The researchers created a list of mammal and bird species classified since 1993 as critically endangered by the International Union of Conservation of Nature, and then narrowed that list to ones that had come extremely close to extinction. They then consulted up to 28 experts per species to evaluate whether conservation efforts played a key role in saving the animal from extinction, and averaged the experts’ scores. The findings revealed that, since 2010, conservation efforts have saved 9 to 18 bird and two to seven mammal species. Up to another 23 extinctions were prevented from when the convention was created in 1993 to when countries set the extinction prevention goal in 2010. Among the success stories were the black-footed ferret, Javan rhinoceros, pygmy hog and pink pigeon.

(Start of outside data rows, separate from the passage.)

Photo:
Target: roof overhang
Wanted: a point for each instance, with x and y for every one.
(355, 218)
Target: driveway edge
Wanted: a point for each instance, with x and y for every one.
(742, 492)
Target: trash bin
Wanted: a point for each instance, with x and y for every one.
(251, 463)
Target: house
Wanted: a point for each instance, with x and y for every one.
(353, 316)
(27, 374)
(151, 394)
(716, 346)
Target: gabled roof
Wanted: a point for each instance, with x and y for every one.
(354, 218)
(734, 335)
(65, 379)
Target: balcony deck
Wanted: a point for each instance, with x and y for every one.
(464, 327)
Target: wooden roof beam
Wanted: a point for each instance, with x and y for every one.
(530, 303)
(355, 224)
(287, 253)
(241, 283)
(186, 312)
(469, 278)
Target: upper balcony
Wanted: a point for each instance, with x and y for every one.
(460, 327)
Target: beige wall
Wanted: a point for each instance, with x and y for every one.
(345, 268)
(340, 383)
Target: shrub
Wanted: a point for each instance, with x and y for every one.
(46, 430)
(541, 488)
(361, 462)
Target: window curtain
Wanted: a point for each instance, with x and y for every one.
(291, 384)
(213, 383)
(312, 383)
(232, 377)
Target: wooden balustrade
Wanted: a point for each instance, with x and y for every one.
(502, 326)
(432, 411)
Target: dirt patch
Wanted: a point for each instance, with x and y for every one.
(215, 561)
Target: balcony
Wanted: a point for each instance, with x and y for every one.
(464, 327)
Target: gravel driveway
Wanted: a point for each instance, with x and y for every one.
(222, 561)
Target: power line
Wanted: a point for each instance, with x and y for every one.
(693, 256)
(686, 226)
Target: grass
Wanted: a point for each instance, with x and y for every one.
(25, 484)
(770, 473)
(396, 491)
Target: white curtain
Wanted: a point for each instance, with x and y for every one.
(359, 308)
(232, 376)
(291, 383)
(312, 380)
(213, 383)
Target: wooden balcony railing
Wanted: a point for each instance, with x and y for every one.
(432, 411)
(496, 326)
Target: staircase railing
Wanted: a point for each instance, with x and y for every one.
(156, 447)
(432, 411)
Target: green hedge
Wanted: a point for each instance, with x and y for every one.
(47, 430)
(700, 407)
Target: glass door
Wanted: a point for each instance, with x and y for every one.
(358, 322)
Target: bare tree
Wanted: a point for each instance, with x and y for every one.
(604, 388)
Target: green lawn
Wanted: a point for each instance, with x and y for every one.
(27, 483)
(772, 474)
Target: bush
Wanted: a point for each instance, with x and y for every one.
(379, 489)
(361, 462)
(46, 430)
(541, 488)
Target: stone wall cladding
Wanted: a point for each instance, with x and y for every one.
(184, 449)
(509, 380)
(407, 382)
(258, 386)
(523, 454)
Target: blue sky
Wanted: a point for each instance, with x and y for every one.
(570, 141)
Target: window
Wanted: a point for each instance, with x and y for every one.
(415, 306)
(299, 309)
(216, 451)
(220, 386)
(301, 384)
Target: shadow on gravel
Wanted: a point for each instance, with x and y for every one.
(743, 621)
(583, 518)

While 15 mammal and bird species are known or suspected to have gone extinct since 1993, including one since 2010, the findings show “that we have been able to make some progress,” Dr Bolam said. “To me, the highest value of these results is as a proof of concept: We can prevent extinctions, they are not an unavoidable destiny,” said Sandra Diaz, an ecologist at the National University of Cordoba in Argentina, who was not involved in the new study. It is unrealistic, however, to assume that scientists can “dedicate the same amount of targeted effort to every species on Earth that becomes threatened by our actions,” Dr Diaz said.

Many species on the list of successes are also still critically endangered, she continued, and some of those brought back from the brink of extinction may still be pushed over the edge. At last count, for example, only six vaquita — the world’s smallest porpoise, which are killed as bycatch in illegal fishing in Mexico that is driven by demand in China — still exist.